In deze regeling wordt verstaan onder:
Aantoonbaarheidsgrens: laagste gehalte van een parameter waarbij de aanwezigheid daarvan aantoonbaar is volgens AP 04, bedoeld in bijlage C voor bouwstoffen en volgens bijlage L voor bodem, grond en baggerspecie;
ASTM-norm: normdocument uitgegeven door de American Society for Testing and Materials, waarvan de uitgave is opgenomen in bijlage D, onderscheidenlijk E;
Bepalingsgrens: laagste kwantificeerbare gehalte van een parameter, dat voor bouwstoffen overeenkomt met driemaal de aantoonbaarheidsgrens en voor bodem, grond en baggerspecie is opgenomen in bijlage L ;
Besluit: Besluit bodemkwaliteit;
Bodem+: onderdeel van Rijkswaterstaat;
Bodemkwaliteitszone: aaneengesloten deel of meerdere niet aaneengesloten delen van een beheersgebied met een gelijke ontstaans- en gebruiksgeschiedenis, als gevolg waarvan sprake is van een vergelijkbare actuele kwaliteit van de bodem;
BRL: beoordelingsrichtlijn, zijnde een door het college van deskundigen bindend verklaard document dat wordt gehanteerd als grondslag voor de afgifte en instandhouding van certificaten;
CAS-nr: uniek identificatienummer dat is toegekend aan alle chemische stoffen die zijn geregistreerd door de Chemical Abstracts Service, die onderdeel is van de American Chemical Society.
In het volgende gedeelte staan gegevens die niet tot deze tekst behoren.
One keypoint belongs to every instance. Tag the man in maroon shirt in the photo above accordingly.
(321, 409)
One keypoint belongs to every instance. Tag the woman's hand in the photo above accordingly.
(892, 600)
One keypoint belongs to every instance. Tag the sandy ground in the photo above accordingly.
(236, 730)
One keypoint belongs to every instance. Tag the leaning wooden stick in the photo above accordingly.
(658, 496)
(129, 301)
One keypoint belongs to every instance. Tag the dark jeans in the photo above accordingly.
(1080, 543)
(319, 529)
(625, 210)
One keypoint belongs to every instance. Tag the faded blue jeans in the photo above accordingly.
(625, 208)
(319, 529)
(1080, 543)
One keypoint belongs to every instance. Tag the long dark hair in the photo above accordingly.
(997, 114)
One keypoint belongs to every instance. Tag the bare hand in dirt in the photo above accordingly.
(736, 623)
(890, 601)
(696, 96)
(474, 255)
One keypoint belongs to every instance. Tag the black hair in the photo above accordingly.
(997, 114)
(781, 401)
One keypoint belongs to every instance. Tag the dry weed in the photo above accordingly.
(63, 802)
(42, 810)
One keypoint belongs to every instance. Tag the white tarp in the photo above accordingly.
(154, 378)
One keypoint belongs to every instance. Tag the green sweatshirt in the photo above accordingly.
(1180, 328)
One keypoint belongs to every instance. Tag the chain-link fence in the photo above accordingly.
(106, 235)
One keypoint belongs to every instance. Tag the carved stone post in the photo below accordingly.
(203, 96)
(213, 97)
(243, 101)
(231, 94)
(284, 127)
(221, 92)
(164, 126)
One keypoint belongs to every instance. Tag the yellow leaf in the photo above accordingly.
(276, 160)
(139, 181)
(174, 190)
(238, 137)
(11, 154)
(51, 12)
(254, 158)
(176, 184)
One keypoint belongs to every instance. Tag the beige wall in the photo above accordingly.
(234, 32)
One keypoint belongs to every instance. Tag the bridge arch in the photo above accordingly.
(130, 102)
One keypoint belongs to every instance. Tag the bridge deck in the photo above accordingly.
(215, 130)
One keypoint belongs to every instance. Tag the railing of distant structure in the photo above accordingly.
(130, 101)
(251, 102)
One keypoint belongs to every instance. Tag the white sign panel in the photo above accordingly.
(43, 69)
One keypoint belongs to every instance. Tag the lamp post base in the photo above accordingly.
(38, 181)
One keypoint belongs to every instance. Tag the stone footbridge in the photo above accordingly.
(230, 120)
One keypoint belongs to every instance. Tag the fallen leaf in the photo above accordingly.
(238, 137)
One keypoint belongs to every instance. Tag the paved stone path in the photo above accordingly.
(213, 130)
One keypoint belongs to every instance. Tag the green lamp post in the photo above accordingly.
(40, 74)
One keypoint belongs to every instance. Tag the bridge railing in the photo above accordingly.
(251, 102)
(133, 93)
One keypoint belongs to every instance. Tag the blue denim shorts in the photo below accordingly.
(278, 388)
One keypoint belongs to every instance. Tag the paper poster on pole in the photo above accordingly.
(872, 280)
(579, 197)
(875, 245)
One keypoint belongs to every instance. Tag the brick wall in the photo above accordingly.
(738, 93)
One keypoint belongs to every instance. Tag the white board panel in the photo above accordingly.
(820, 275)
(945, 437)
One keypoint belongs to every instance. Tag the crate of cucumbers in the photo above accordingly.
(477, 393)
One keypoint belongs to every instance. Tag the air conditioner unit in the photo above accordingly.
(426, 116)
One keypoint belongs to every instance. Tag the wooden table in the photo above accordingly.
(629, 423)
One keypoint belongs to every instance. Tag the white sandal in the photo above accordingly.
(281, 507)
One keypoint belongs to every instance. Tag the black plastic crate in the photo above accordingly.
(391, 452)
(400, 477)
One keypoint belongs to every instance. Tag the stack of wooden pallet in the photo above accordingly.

College van deskundigen: door de Raad voor Accreditatie geaccepteerd college dat een of meer BRL’en onder beheer heeft en waarin de bij certificatie belanghebbende partijen zijn vertegenwoordigd;
CROW: kenniscentrum voor infrastructuur, verkeer, vervoer en openbare ruimte te Ede;
CROW publicatie: publicatie van het CROW, waarvan de uitgave is opgenomen in bijlage D;
Deelpartij: partij die is afgezonderd van een gekeurde partij;
Gestandaardiseerde gehalten: volgens onderdeel III in bijlage G naar standaardbodem gecorrigeerde gehalten in de bodem of oever van een oppervlaktewaterlichaam, grond of baggerspecie;
HG3: het rekenkundig gemiddelde van de drie hoogste grondwaterstanden per hydrologisch jaar;
Hydrologisch jaar: hydrologisch jaar als gedefinieerd in artikel 1, eerste lid, van het Stortbesluit bodembescherming;
K-waarde: waarde die een maat vormt voor de keuringsfrequentie bij erkende kwaliteitsverklaringen en een criterium geeft voor het afgeven van een fabrikant-eigenverklaring;
Kengetal: statistische maat voor de verdeling van de gemeten gehalten binnen een bodemkwaliteitszone;
Lutum: gewichtspercentage minerale bestanddelen met een diameter kleiner dan 2 µm, betrokken op het totale drooggewicht van grond of baggerspecie;
MsPAF: Meer stoffen-Potentieel Aangetaste Fractie van lagere organismen, zijnde een aanduiding voor ecologische risico’s als gevolg van bodemverontreiniging;
Nationale BRL: door de Harmonisatie Commissie Bouw aanvaarde BRL voor het afgeven van kwaliteitsverklaringen;
NEN: Nederlandse Norm, uitgegeven door het Nederlands Normalisatie-instituut, waarvan de uitgave is opgenomen in bijlage D;
NEN-EN: Europese Norm, uitgegeven door het Nederlands Normalisatie-instituut, waarvan de uitgave is opgenomen in bijlage D;
NEN-ISO: Internationale Norm, uitgegeven door het Nederlands Normalisatie-instituut, waarvan de uitgave is opgenomen in bijlage D;
NPR: Nederlandse Praktijkrichtlijn van het Nederlands Normalisatie-instituut, waarvan de uitgave is opgenomen in bijlage D;
NVN: Nederlandse Voornorm, vooruitlopend op een NEN-norm, waarvan de uitgave is opgenomen in bijlage D;
P95: 95-percentielwaarde, zijnde een kengetal van de kwaliteit van de bodem binnen een bodemkwaliteitszone, welke per stof wordt uitgedrukt in een gehalte (mg/kg droge stof), betreffende de waarde waarvoor geldt dat ten minste 95% van de meetwaarden voor de stof binnen de bodemkwaliteitszone een waarde heeft die kleiner dan of gelijk is aan deze waarde, berekend met de ‘Empirical distribution function with interpolation (MS Excel) method’];
Sanering van de bodem: beperken en zoveel mogelijk ongedaan maken van verontreiniging en de directe gevolgen daarvan of van dreigende verontreiniging van de bodem, alsmede de nazorg daarvan;
Standaardbodem: bodem met 25% lutum en 10% organische stof;
tarragrond: aanhangende grond die vrijkomt bij het behandelen van het gewas na de oogst;
zoet oppervlaktewaterlichaam: oppervlaktewaterlichaam, niet zijnde een zout oppervlaktewaterlichaam;
zout oppervlaktewaterlichaam: Zeeuwse Delta, Waddenzee of Noordzee, inclusief de havens die hiermee in open verbinding staan en die geen open verbinding hebben met hun achterland.